That's a bounty? You've got to be kidding

Calling a $500 incentive among players a bounty is ridiculous. What's next? Game balls, wonders's Steve Lawrence.

Seriously, have you ever heard anything as stupid as the Bountygate?

First of all, when I hear the word "bounty," I think back to former Packers defensive lineman Charles Martin, who wore a "hit list" with the numbers of Chicago Bears players during a 1986 game. Martin collected his own bounty by slamming Bears quarterback Jim McMahon to the turf countless seconds after a play ended.

Or, when former Eagles coach Buddy Ryan allegedly put a hit on Dallas kicker Luis Zendejas during a 1999 game; Zendejas' day ended with a concussion.

The newest incarnation of the bounty isn't even a bounty. Lions quarterback Jon Kitna said as much while talking to reporters who cover the Packers during a teleconference on Tuesday.

"I think that's a real good thing for your football team," he said. "I don't know if it is against the rules, and if it is, it shouldn't be. They're not paying people to go out and hurt somebody. There's paying people to do their job."

That some Packers defensive backs allegedly offered the defensive linemen $500 apiece if they could help hold Minnesota's Adrian Peterson to less than 100 yards seems like a fun incentive. It's not like Colin Cole ended Peterson's day by hitting him with a steel chair, WWE style.

What's next? Will a 1,000-yard rusher be fined for buying his offensive linemen watches? Is giving a game ball to the player of the game a bounty, too?

I suppose, if I squint really hard or use a pair of Hubble-sized binoculars, I can see the NFL's point. While what the Packers did seems harmless, the league has to draw a line at some point, and it's better to err on the side of caution.

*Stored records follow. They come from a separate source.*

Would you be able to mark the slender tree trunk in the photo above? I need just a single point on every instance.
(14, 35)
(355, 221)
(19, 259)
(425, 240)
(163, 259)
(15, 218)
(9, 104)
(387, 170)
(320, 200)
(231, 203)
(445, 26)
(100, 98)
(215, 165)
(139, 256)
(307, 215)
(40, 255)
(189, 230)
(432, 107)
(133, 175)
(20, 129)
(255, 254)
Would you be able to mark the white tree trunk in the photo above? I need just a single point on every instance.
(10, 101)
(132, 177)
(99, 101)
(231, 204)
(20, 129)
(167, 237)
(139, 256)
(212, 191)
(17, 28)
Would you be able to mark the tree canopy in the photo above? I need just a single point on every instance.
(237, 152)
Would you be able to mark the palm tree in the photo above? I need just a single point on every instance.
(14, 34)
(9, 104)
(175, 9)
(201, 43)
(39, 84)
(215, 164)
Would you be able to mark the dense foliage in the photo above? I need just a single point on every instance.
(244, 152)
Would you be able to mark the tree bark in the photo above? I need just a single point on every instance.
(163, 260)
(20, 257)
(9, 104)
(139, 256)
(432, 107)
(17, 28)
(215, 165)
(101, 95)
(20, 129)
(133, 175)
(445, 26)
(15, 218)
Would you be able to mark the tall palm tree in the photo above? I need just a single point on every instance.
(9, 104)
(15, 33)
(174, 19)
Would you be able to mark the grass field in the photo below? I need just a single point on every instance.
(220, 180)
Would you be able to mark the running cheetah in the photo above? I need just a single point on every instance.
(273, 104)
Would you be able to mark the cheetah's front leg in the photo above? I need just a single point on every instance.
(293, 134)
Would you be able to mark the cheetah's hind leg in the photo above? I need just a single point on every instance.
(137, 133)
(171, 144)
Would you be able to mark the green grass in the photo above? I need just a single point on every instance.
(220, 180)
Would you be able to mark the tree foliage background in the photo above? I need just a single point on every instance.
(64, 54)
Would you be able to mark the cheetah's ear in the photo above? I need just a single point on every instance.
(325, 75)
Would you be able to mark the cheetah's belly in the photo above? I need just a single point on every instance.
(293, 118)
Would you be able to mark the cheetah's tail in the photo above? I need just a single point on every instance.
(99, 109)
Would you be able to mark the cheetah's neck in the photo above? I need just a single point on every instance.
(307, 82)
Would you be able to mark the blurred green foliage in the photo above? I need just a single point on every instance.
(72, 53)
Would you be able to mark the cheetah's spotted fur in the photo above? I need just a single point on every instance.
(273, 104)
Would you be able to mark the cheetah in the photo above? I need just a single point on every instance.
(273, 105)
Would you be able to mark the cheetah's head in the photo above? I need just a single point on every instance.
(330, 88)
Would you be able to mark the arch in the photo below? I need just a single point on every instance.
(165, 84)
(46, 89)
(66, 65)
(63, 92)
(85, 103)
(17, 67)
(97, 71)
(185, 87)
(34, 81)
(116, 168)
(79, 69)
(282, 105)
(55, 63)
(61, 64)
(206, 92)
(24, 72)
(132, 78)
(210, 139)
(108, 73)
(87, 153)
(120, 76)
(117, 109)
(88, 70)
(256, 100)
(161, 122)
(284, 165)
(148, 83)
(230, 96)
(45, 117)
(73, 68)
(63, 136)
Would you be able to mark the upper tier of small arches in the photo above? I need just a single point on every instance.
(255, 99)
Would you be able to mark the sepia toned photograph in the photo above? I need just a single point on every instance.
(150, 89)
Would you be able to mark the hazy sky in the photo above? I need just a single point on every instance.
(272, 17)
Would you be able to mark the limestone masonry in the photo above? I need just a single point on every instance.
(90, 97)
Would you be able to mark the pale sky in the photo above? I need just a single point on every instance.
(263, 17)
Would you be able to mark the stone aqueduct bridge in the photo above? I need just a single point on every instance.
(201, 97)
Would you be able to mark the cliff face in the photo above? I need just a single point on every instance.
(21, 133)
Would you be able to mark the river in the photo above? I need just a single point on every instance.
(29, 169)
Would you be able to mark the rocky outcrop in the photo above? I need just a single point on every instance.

It's unfortunate, however that the long arm of the NFL law cracked down now, because what would the "bounty" be against Detroit on Thanksgiving? Two weeks ago against Arizona, the Lions rushed for minus-18 yards, which not surprisingly set a modern NFL record for futility. Last week against the Giants, the Lions rushed 11 times (including the first four plays of the game) for 25 yards. If you're counting, in two games, that's 19 rushes for 7 yards.

Maybe, as a mea culpa to the NFL, the Packers' defensive linemen could return the money to the defensive backs if the Lions get past the line of scrimmage on at least half of their rushing attempts. Or, in the spirit of the upcoming holidays, they could pay for Shaun Rogers' enrollment in Jenny Craig.